Vorrei ringraziare il personale sanitario del reparto dialisi che è stato sempre squisito in questi quasi due anni di assistenza a mia madre. Immagino che il reparto non sappia granché sul trasporto dei pulmini ma credo che a qualcuno competa questa responsabilità: può sembrare una questione secondaria ma nel nostro e in altri casi è stata fatale. Ora vorrei che la mia testimonianza servisse per non ripetere più errori simili.
Altri dializzati in quarantena
Tra le varie segnalazioni abbiamo raccolto quella di una famiglia di cui per rispetto alla privacy non citiamo il nome.

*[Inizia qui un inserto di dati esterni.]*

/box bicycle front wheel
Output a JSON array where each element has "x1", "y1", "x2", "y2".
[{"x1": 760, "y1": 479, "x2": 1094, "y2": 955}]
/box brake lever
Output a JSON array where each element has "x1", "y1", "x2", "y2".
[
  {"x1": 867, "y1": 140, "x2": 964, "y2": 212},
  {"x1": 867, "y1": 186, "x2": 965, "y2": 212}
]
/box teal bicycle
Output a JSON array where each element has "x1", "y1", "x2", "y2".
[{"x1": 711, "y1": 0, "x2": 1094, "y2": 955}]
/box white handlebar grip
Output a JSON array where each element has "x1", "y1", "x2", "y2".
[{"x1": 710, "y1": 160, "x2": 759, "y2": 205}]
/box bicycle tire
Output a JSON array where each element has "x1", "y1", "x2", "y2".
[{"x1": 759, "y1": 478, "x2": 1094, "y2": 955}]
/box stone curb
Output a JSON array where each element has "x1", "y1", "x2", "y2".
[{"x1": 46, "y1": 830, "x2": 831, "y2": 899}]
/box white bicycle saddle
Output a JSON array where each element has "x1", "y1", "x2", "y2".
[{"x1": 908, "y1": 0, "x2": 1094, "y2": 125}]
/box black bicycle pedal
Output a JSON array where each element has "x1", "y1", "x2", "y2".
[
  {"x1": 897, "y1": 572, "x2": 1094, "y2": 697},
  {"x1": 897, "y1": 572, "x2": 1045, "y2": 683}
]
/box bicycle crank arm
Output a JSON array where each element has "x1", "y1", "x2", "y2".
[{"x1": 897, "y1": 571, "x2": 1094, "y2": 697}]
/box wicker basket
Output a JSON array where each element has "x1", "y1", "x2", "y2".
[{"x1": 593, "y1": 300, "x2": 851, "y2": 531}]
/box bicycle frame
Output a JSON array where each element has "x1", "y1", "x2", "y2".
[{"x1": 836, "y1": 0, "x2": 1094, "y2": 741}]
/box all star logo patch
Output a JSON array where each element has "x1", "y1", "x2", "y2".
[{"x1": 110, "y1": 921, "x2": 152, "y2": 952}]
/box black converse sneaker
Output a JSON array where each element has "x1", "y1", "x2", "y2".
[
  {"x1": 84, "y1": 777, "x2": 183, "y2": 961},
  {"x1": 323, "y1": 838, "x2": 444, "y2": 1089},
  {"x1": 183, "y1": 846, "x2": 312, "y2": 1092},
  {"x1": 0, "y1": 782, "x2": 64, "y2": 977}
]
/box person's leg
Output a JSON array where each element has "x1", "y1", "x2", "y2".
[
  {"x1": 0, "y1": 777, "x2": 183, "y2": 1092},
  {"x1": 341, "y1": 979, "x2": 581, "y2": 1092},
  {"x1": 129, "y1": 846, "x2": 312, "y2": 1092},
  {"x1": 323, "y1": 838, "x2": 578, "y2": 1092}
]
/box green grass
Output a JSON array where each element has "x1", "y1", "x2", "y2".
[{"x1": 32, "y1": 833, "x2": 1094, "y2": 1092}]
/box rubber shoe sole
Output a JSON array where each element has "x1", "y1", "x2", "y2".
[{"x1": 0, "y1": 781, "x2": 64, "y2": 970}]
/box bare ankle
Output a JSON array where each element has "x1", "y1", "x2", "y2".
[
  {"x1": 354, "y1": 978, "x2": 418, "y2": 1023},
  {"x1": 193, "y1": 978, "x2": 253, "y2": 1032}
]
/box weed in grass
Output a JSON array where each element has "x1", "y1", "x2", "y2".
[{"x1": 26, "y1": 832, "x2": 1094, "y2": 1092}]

«Da novembre 2019 mia mamma ha iniziato la dialisi e abbiamo trovato un reparto splendido umanamente e professionalmente. A seguito di un doppio intervento è stata dimessa dal S. Salvatore di Pesaro il 26 febbraio, proprio quando a Pesaro arrivavano i primi pazienti Covid. Noi abbiamo avuto la fortuna di non aver mai usato i pulmini perché essendo tre figli riusciamo ad alternarci bene. Sabato 29 febbraio nostra mamma ha fatto la dialisi e venerdì 6 marzo ci hanno chiamato da Fano per avvertirci che in quella data nella sua stanza era presente un paziente Covid, che nei giorni seguenti mia madre non ha mai più rivisto. Da quel momento in poi abbiamo visto cambiare molte cose in ospedale. Mia madre ha fatto la dialisi da sola per un po’ di giorni, poi hanno iniziato a distanziare i lettini rispetto al consueto mezzo metro uno dall’altro. Se prima in sala c’erano sei lettini ora ce ne sono tre. È stata poi istituita una zona filtro e prima di entrare qui viene misurata la temperatura, anche se purtroppo il primo giorno di apertura, in questa sala d’attesa, era presente un paziente con 38 di febbre. Oggi la sensazione è che ci sia la massima attenzione e protezione verso i pazienti in dialisi che arrivano in orari scaglionati per evitare concentrazione di gente».